During the first four months of the fiscal year, Nepal's exports reached only Rs54.77 billion against imports totalling Rs532.69 billion. The trade deficit, including the loss in service imports of Rs23.3 billion, has crossed Rs500 billion. These figures were from the period when the government had imposed a ban on imports of 10 luxury goods. The only possible way to eliminate the trade deficit is import substitution and export promotion. The contribution of the manufacturing sector to the national economy has fallen to nearly 4 percent. Not a single effective policy has come out to facilitate the production of any product on a commercial scale. The mainstay of our economy is claimed to be agriculture, but the import bill of farm and animal products now exceeds 40 percent of total imports.
The external sector has remained shaky not only because of the burgeoning trade deficit. The bleeding of foreign exchange from the system, formally and informally, is huge. Expenses on education, health and recreation and tourism exceed $4 billion against the inflow of workers' remittances of $8 billion a year.
Nepal's policy of encouraging foreign employment instead of creating jobs in the country is clearly erroneous. The country's regulatory system has failed to trace the hefty outflow of capital through shady channels. Over-dependence on only remittance income for foreign exchange is risky. It is also socially unjust to allow the country's ruling elite and well-to-do class to fritter foreign exchange earned by the working class people toiling in foreign lands. Therefore, the whole debate on employment, foreign employment and remittances needs to be reviewed.
Encouraging imports
Nepal's revenue base is so weak that the revenues are not enough to cover recurrent expenditure. What is more appalling is that revenue generation is entirely import based, and the only way to enable the revenue administration to meet its collection target is to encourage imports. When the government imposed a ban on the import of “luxury” goods, it resulted in revenue collection falling short of the target during the last six months. Other structural flaws, like the widespread practice of under-invoicing in imports and the pervasive conflict of interest of “extractive” policymakers, are crippling the system. The politicians and top bureaucrats are among the recipients of lucre who are proving to be a major impediment to reform. The onus of proving that the new government stands on the side of reform lies on Prime Minister Dahal.
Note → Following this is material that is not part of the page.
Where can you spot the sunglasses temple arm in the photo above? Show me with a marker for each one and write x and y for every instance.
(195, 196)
Despite the adoption of a federal polity in Nepal, the intent of all seven provincial governments appears to be tilted toward fiscal centralism instead of consolidating the constitutionally designed fiscal federalism. This has had implications on the functionality and delivery of the provincial and local governments. For lack of training and capacity building of the elected executives of these subnational units, public financial management and service delivery have remained suboptimal. The provincial and local governments are unable to spend the budget as they have planned. Citing their inability to enhance the efficiency of public expenditure, the undesirable practice of recentralisation was brought in by past governments. Will this government act in accordance with the essence of fiscal federalism?